From Friday's Globe and Mail

The head of Ballard Power Systems Inc. has unexpectedly left the company, casting a shadow of uncertainty over the money-burning fuel-cell maker.

Dennis Campbell has left Ballard effective immediately, barely three years after he was recruited from the United States as a leader who could supposedly transform it from concept company to commercial producer.

“The board's decision was that this was the right time for a leadership change,” Ballard chairman John Sheridan, who is to fill in as interim CEO, said Thursday. The search for a replacement will likely take six to eight months, he said.

Reached at home in West Vancouver, Mr. Campbell, 57, acknowledged his exit was the board's idea, but said the timing was also right from his perspective. “I want to do something more challenging that fits with my aspirations,” he said.

“So I'm eager to do that, and eager to get back to the States,” Mr. Campbell said.

Ballard's shares, which have fallen from more than $200 apiece since 1999, dropped on the news.

They closed at $5.84 on the Toronto Stock Exchange Thursday, down 18 cents from Wednesday's finish.

Mr.
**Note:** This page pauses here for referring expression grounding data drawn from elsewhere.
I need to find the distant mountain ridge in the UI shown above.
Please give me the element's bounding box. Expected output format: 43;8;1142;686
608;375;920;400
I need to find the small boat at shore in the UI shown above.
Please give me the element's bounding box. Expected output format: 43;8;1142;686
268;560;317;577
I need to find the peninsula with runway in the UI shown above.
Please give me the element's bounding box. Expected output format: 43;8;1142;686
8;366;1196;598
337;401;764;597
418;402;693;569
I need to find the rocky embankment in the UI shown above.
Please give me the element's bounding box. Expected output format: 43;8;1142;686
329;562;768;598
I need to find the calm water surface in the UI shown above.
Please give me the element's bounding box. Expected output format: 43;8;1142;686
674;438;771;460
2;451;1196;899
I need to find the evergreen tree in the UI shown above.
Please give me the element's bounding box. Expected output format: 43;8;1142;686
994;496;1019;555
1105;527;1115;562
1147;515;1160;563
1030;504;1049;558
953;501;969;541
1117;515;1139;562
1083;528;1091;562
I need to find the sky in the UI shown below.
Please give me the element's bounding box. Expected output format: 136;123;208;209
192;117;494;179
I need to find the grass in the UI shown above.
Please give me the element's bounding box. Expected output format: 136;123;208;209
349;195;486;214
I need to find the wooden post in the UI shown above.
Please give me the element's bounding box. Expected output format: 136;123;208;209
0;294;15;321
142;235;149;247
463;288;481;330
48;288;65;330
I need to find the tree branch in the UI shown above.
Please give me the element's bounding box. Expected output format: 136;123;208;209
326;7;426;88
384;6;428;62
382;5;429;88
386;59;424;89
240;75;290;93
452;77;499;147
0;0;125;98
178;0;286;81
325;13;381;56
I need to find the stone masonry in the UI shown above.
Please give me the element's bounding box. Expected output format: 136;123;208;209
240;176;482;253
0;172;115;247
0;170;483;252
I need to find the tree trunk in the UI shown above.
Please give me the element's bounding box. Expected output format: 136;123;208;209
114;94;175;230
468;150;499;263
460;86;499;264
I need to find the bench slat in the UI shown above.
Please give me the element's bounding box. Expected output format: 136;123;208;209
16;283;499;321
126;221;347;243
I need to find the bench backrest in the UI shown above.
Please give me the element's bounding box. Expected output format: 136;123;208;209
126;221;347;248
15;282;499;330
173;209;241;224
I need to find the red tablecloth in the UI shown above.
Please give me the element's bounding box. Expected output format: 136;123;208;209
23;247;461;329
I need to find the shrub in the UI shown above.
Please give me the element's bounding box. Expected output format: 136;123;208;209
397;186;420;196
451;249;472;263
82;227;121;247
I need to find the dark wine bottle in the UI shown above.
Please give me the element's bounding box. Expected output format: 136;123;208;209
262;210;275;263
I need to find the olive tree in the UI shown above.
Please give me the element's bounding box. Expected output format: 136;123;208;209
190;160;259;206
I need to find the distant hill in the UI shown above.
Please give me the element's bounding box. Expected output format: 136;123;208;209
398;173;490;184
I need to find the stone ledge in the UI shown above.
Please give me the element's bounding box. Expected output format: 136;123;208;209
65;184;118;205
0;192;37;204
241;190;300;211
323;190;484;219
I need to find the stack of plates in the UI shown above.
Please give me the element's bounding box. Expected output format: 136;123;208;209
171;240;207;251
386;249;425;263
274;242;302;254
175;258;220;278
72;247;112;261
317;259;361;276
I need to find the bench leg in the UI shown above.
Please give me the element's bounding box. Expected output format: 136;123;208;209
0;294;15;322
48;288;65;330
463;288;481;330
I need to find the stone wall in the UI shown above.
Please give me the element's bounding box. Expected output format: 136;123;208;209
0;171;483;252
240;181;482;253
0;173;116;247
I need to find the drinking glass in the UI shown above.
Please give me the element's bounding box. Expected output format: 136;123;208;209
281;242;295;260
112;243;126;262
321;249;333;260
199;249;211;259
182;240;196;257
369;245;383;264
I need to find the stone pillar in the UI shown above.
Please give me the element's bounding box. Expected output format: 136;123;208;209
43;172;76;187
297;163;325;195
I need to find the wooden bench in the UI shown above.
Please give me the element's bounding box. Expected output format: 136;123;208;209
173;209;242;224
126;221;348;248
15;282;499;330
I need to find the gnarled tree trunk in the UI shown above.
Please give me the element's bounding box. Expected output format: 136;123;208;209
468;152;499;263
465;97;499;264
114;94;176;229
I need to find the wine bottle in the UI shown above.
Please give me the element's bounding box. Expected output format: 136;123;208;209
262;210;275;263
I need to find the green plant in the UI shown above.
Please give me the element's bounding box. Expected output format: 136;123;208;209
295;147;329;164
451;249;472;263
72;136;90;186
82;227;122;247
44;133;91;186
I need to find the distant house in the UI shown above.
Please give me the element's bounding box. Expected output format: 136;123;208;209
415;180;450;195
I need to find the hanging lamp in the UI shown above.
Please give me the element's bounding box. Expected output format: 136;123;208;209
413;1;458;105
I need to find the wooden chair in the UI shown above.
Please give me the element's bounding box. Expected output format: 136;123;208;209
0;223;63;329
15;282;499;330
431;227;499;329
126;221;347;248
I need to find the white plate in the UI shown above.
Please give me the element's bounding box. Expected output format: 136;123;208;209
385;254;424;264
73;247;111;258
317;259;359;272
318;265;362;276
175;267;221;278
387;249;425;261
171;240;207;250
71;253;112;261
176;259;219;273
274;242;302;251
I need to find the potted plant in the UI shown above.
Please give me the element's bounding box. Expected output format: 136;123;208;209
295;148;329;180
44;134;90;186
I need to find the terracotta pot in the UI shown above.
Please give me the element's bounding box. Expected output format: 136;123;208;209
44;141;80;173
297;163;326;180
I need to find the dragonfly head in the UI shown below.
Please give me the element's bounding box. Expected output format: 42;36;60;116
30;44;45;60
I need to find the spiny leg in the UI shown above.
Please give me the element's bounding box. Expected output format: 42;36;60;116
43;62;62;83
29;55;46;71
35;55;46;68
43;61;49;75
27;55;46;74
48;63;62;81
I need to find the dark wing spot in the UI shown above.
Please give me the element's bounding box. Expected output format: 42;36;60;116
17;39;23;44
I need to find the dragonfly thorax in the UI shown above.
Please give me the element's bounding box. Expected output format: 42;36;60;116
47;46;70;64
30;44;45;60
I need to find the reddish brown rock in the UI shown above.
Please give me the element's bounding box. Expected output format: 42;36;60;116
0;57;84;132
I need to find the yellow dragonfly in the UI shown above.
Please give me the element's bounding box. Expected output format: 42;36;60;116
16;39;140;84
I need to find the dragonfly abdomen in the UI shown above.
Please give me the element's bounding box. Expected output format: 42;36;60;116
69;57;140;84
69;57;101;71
Campbell said the automobile industry, Ballard's prime target market, is now not expected to get into full-scale production of cars with hydrogen fuel cell technology until the 2012-to-2015 period.

That is much later than was expected when he signed on with the company in mid-2002 as president and chief operating officer and designated successor to then CEO Firoz Rasul, who stepped down the following March. Ballard hired him away from his post as president of the world's largest manufacturer of vacuum cleaner bags, Home Care Industries Inc. of Clifton, N.J.

“When they were recruiting me, the company was gearing up for a drive to commercialization ... and they were really looking for a senior CEO kind of guy ... who had the experience to come in and take the company to that level,” he said.

“Well, when I got here, we found out quickly that although this technology is going to change the world, it's going to take some time. The pace and rhythm of the automobile industry is slow.”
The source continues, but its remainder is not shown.